Жюстина сидела у него на плече. И тогда мне стала ясна причина его преображения. Годами Колин жил под гнетом восприятия себя как чудовища, убежденный, что симпатию к нему могут проявлять только по неосведомленности. Наконец-то он дождался, когда кто-то (пусть всего лишь гувернантка и канарейка) симпатизировал ему такому, какой он есть.

Все как будто бы нормализовалось, и я привыкла к тревоге. Но фальшивый покой не продлился долго. Очередной кошмар начался обыденно: я спустилась в кухню и увидела миссис Пибоди, сидящую за столом, спиной ко мне.

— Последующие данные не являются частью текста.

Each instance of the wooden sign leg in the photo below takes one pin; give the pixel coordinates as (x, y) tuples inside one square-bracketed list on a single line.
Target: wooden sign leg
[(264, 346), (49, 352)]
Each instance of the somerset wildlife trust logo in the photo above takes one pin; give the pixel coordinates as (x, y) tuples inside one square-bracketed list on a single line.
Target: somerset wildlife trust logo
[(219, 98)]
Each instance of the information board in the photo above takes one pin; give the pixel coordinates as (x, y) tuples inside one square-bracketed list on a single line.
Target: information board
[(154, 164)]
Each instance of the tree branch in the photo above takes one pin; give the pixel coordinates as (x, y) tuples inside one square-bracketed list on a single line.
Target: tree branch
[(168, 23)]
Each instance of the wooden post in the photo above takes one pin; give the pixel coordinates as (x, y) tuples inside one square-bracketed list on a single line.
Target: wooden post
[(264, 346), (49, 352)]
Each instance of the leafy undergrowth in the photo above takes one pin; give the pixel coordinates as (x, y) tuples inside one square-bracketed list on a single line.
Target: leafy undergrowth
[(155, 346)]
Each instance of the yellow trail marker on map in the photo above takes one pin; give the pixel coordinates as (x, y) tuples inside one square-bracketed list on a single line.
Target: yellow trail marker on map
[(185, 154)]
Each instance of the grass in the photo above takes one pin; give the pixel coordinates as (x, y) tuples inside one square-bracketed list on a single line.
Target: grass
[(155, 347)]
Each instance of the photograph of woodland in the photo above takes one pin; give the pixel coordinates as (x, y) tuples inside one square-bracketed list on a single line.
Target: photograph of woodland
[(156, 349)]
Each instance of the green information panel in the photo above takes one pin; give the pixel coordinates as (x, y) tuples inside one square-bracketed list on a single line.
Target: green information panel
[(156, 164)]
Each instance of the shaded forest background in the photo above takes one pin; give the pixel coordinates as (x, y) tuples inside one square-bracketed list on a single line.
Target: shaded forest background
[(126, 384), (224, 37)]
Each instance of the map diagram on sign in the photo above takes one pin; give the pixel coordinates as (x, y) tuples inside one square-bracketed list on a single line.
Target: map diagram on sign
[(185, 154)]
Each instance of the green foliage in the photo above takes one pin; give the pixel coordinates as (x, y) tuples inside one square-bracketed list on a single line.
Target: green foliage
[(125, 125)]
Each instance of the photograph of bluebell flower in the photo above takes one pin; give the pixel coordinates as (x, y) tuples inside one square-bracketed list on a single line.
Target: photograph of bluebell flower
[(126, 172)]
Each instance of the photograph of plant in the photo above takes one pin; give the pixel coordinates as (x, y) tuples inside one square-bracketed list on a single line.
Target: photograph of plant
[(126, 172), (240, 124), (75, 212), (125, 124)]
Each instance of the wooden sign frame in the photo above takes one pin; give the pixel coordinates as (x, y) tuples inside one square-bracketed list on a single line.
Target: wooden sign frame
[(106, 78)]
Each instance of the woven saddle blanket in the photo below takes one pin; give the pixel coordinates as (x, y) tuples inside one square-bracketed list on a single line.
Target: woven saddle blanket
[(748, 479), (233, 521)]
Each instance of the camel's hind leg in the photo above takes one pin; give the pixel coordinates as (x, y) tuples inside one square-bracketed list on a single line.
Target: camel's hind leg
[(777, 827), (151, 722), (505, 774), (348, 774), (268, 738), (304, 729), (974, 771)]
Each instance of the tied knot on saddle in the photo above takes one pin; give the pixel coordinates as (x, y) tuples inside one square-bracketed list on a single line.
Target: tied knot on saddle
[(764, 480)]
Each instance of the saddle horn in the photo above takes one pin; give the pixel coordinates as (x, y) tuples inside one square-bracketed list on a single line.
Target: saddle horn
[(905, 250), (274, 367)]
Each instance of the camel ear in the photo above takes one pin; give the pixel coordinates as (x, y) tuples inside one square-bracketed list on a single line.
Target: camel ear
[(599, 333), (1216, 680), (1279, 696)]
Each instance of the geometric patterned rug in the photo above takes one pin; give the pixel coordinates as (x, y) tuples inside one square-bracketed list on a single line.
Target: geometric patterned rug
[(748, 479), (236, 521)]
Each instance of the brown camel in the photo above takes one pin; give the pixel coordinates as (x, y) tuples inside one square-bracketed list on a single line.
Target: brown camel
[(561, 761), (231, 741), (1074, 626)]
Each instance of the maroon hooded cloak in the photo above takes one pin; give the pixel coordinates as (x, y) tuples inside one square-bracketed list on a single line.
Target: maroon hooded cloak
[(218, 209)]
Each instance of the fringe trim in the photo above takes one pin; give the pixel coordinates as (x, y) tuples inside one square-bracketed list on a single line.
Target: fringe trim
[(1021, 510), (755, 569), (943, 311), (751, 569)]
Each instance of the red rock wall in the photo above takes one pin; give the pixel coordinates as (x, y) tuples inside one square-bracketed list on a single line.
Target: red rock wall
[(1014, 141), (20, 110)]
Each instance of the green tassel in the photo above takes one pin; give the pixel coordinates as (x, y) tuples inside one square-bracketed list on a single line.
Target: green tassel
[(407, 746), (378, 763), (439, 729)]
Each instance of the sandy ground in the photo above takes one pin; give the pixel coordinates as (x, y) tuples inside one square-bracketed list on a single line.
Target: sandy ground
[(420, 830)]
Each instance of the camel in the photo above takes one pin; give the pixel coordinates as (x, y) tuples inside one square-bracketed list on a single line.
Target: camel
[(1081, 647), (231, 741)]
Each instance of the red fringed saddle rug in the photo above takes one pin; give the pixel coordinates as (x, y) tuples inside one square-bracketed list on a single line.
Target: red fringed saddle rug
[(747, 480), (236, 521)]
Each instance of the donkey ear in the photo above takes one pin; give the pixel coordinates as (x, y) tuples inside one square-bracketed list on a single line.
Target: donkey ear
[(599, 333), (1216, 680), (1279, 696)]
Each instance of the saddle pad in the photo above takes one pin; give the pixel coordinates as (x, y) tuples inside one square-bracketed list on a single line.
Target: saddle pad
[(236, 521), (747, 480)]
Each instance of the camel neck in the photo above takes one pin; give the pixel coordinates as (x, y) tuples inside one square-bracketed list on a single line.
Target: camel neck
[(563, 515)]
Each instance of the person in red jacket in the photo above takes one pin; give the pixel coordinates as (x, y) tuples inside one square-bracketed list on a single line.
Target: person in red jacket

Она не оглянулась, хотя должна была слышать мои шаги, и я позвала ее:

– Миссис Пибоди…

Когда она не откликнулась, я обошла стол и посмотрела на нее. Миссис Пибоди плакала. Слезы были такими жгучими, что все ее лицо опухло и покраснело от них.

– Что случилось? – тихо спросила я.

 

Миссис Пибоди подняла на меня страдальческий взгляд. Я прочла в нем страх, удивление и… обреченность. Она все знала уже давно. Просто до сих пор ей удавалось не признаваться себе в этом.

– Грэм Джоб… трубы в подвале старые… над одной из них земля начала мокнуть. Тогда, чтобы залатать трубу, Грэм Джоб разрыл землю …

Она запнулась, но я не нуждалась в пояснении, что именно Грэм Джоб нашел в подвале.

– Я умоляла его молчать, но его как прорвало, и…

Хмыканье подошедшего Леонарда прозвучало в тишине отчетливо и резко, как удар хлыста. Он встал, облокотившись о дверной проем:

– Беседуете, дамочки? Что обсуждаете – юбки, нитки, папильотки?

– Вы… – с нажимом произнесла миссис Пибоди, тяжело поднимаясь. Двигаясь заторможенно, как сомнамбула, она развернулась к Леонарду. – Вы убили его!

– Не стану же я терпеть слугу, разговаривающего со мной в таком тоне, – усмехнулся Леонард.

Миссис Пибоди продолжала наступать на него.

– Не надо, – я схватила ее за руку.

Миссис Пибоди вырвалась. Леонард все еще усмехался, но выражение его лица моментально изменилось, когда миссис Пибоди толкнула его в грудь ладонями.

– Убийца! Колдун! – закричала она, и ее слова потонули во всхлипе, когда Леонард ударил ее. Очки миссис Пибоди пролетели через всю кухню и звякнули, разбиваясь о плиточный пол. Полуслепая, миссис Пибоди продолжала наступать на Леонарда с отвагой обезумевшего существа (пока все это происходило, мне было не до размышлений, но после я предположила, что Грэм Джоб был ей дороже, чем она это показывала).

Я вцепилась в нее, пытаясь оттащить подальше от безжалостных кулаков Леонарда, и, когда Леонард толкнул миссис Пибоди, мне удалось пусть не остановить, но хотя бы замедлить ее падение. Когда я наклонилась к плачущей, растерзанной старухе, во мне точно что-то сдвинулось. Я зашипела громко, как разъяренная кошка:

– Тоже мне, властелин мира! Избивающий кухарок!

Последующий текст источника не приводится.